Begum’s case has sparked much controversy. It is just one of a growing number of instances of instrumentalization of nationality policy as a means to address the so-called ‘foreign fighter’ phenomenon – but her particular situation has provoked more fierce debate than other reported denationalisations. From a human rights perspective, the reasons for this are evident. Begum was still a child (15 years of age) when she was recruited and when she travelled to Syria, where she became a child bride and a child soldier. She had suffered grave trauma by the time she appealed to the UK government to be allowed to go home, at which point she was also heavily pregnant and stranded in a camp under appalling conditions – raising the question of responsibility towards the baby as well. A rights-based approach to these circumstances would dictate that she be offered protection and that the focus lie on restorative justice and social reintegration.

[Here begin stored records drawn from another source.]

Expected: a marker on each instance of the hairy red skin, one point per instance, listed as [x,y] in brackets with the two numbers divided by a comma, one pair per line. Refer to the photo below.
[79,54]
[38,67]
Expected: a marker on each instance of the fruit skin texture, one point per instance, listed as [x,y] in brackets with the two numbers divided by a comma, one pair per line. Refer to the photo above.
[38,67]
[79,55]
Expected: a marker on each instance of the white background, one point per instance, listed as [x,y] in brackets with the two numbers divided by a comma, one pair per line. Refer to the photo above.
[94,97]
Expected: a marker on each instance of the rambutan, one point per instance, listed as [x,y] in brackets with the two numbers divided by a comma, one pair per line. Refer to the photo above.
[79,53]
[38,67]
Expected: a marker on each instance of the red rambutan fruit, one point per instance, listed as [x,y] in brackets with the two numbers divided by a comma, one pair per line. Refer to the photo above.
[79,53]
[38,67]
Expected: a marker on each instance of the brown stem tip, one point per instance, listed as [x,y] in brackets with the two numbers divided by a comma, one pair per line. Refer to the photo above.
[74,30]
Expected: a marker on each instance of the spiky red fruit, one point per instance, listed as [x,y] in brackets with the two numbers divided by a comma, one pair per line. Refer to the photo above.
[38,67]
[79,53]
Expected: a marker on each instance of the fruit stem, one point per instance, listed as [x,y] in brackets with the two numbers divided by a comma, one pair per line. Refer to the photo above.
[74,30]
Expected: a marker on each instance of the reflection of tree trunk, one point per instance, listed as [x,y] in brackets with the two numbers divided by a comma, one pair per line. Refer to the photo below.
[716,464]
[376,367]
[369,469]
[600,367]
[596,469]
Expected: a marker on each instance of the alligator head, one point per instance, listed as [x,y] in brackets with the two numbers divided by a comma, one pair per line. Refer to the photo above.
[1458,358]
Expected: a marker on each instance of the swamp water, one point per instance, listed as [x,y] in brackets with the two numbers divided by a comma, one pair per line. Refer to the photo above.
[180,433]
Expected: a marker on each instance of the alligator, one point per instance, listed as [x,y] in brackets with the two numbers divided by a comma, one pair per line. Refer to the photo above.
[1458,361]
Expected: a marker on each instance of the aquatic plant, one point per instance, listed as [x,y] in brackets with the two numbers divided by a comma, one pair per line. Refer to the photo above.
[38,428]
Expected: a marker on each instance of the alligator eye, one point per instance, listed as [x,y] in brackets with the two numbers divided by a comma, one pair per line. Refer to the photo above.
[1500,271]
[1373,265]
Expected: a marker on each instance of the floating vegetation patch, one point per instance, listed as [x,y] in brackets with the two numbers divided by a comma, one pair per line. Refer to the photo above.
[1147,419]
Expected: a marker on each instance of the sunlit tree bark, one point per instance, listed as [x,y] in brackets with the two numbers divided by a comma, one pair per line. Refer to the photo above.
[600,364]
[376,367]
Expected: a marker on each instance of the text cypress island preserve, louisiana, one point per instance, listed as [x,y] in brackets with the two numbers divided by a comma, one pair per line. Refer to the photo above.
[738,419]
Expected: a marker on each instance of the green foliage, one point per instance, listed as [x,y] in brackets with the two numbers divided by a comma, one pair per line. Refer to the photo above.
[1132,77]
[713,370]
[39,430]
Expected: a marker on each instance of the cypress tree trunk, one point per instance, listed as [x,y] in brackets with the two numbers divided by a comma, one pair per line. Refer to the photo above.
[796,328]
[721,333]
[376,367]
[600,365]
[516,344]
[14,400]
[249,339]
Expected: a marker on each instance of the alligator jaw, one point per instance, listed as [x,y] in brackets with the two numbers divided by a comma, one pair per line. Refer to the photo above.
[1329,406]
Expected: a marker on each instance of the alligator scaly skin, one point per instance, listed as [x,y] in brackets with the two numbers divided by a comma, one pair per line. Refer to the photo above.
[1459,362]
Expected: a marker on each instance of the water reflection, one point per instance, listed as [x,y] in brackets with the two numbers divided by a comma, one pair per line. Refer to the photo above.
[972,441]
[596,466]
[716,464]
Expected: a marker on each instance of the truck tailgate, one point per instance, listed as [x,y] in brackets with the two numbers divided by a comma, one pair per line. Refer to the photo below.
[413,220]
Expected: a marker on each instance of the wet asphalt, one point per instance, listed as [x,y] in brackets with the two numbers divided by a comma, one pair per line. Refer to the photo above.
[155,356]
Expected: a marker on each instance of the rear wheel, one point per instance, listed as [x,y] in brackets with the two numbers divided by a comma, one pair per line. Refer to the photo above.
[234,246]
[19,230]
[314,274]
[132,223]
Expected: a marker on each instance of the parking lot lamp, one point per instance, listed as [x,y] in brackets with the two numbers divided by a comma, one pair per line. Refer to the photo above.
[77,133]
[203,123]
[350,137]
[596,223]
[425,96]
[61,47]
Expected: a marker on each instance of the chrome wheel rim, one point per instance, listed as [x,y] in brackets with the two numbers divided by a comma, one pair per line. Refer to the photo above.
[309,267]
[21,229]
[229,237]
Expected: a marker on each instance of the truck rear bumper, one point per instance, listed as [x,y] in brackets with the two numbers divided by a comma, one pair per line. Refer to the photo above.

Instead, her government saw reason to strip her of her citizenship and through this, to shirk any responsibility for her – be it to protect her right to life or, in fact, to investigate and prosecute her. It is in respect of the latter of these implications of her denationalisation that the first cracks are revealed in this blind pursuit of ‘security’ or ‘symbolic justice’. If she is a terrorist and she is asking her government to bring her home, where she knows she could face prosecution, why is this not the first priority?